There’s a post going around Tumblr right now about how “male authors need to stop doing this.”  In it there are a series of quotes from various male authors writing female protagonists, wherein the protagonists are just laughably wrong.  Thinking constantly about the bouncing of their own breasts, about the way their tight skirts nip in just right at the waist, about their own full lips.  You know, thinking about themselves through the male gaze, because their authors are incapable of imagining that women might see themselves differently than the authors do.
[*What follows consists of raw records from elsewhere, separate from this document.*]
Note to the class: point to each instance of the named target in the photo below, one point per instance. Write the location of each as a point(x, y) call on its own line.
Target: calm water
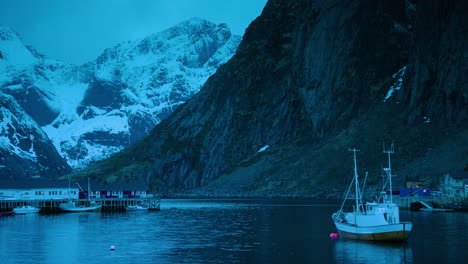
point(202, 231)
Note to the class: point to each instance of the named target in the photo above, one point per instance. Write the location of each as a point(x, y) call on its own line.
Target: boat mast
point(356, 180)
point(89, 191)
point(389, 170)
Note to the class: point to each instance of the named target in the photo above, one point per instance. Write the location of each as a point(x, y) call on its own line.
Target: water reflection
point(349, 251)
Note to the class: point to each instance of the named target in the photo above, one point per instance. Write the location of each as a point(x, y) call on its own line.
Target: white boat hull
point(136, 208)
point(66, 207)
point(390, 232)
point(28, 210)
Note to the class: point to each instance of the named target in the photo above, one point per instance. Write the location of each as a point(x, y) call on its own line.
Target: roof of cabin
point(459, 174)
point(95, 186)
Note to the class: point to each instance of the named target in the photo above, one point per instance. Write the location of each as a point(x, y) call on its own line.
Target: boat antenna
point(356, 180)
point(389, 169)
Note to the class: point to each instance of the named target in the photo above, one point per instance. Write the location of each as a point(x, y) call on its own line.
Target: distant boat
point(71, 206)
point(436, 209)
point(26, 209)
point(372, 221)
point(7, 213)
point(138, 207)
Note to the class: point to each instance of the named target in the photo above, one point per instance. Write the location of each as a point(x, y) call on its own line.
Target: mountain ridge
point(309, 79)
point(93, 110)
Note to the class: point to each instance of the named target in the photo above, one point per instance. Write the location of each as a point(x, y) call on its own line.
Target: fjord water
point(233, 231)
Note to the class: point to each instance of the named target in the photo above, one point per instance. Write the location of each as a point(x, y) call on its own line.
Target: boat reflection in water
point(356, 251)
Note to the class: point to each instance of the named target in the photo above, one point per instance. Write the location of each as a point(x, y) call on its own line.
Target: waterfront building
point(37, 189)
point(455, 184)
point(108, 190)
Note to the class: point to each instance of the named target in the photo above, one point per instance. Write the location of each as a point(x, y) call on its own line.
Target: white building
point(455, 184)
point(35, 189)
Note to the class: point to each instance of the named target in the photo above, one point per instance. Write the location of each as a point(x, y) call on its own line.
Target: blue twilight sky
point(77, 31)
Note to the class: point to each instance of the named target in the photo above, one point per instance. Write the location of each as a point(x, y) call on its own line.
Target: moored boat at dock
point(26, 209)
point(377, 221)
point(7, 213)
point(138, 207)
point(71, 206)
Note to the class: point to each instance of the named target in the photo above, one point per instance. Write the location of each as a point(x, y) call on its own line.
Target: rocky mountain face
point(309, 80)
point(94, 110)
point(25, 150)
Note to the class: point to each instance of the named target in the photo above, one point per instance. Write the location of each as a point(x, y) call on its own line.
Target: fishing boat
point(374, 221)
point(7, 213)
point(138, 207)
point(26, 209)
point(71, 206)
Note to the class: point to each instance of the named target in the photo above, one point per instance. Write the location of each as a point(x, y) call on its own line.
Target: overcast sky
point(77, 31)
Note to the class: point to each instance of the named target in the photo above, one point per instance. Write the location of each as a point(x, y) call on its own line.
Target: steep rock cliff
point(309, 80)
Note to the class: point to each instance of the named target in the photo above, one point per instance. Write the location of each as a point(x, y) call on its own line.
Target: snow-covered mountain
point(94, 110)
point(25, 150)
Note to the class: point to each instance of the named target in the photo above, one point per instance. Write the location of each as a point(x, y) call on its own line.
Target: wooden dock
point(108, 205)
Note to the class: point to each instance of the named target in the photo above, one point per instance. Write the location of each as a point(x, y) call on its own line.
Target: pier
point(108, 205)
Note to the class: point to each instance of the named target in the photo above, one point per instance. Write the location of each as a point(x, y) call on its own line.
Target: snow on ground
point(263, 148)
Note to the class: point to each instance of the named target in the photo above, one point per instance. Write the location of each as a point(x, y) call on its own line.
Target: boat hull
point(26, 211)
point(391, 232)
point(71, 208)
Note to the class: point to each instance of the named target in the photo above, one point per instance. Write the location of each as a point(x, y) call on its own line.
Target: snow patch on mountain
point(92, 111)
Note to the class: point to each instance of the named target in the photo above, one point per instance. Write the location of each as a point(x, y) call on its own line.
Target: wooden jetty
point(108, 204)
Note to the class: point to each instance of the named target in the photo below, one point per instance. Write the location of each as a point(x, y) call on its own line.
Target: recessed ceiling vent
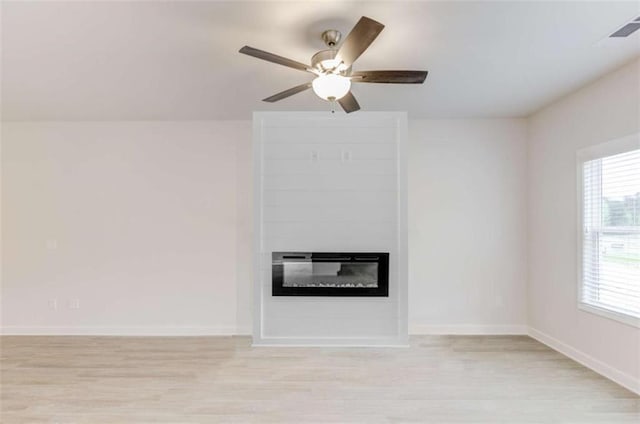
point(627, 29)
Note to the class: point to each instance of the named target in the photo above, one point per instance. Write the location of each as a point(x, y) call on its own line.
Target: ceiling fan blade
point(360, 37)
point(349, 103)
point(390, 77)
point(286, 93)
point(270, 57)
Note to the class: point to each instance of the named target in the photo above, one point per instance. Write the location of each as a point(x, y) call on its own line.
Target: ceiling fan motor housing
point(324, 62)
point(331, 37)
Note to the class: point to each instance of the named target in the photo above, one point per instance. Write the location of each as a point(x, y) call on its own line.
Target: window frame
point(609, 148)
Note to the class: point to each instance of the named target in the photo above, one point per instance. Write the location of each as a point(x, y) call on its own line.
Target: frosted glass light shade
point(331, 86)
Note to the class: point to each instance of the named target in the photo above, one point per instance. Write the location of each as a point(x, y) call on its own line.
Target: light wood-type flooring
point(439, 379)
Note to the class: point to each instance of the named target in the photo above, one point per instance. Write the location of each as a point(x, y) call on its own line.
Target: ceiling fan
point(332, 67)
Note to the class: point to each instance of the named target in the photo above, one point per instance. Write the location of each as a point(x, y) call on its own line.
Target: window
point(610, 235)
A few months back there was Keira Drake’s novel “The Continent,

” which was pulled from publication when the author Justina Ireland got her hands on an advance copy and saw what somehow

no one else had noticed

up until that point; that the book was hideously racist and colonialist on several levels, so deeply flawed that the immediate reaction of the internet at large was one of rage.  So many people protested that the publisher took the book back into the editing stage, and it remains to be seen if it will be released.A sensitivity reader or three would have saved Keira Drake the bad publicity storm, because the problems in the manuscript would have been caught before it ever got out to the public.  A set of female eyes could have saved the laughably awful male writers from writing things that are now being roundly mocked by hundreds of thousands of readers.

Just like any other good editor, sensitivity readers aren’t there to
squash the author’s voice, to police their language, or to render the
text toothless.  They’re not there to reduce a piece to pablum.  A
sensitivity reader is there to tell you when you’re writing something
that is just flat wrong.

It’s not a matter of offending people or not offending people, it’s a matter of not fucking up.  It’s a matter of not being so egotistical that you assume, without even thinking, that you understand what it’s like to try to navigate the world as a disabled EMT, or a fourteen-year-old biracial farmboy, or a Chinese-American college student.  It’s a matter of understanding that there are a million things you simply do not know, and consulting someone who does.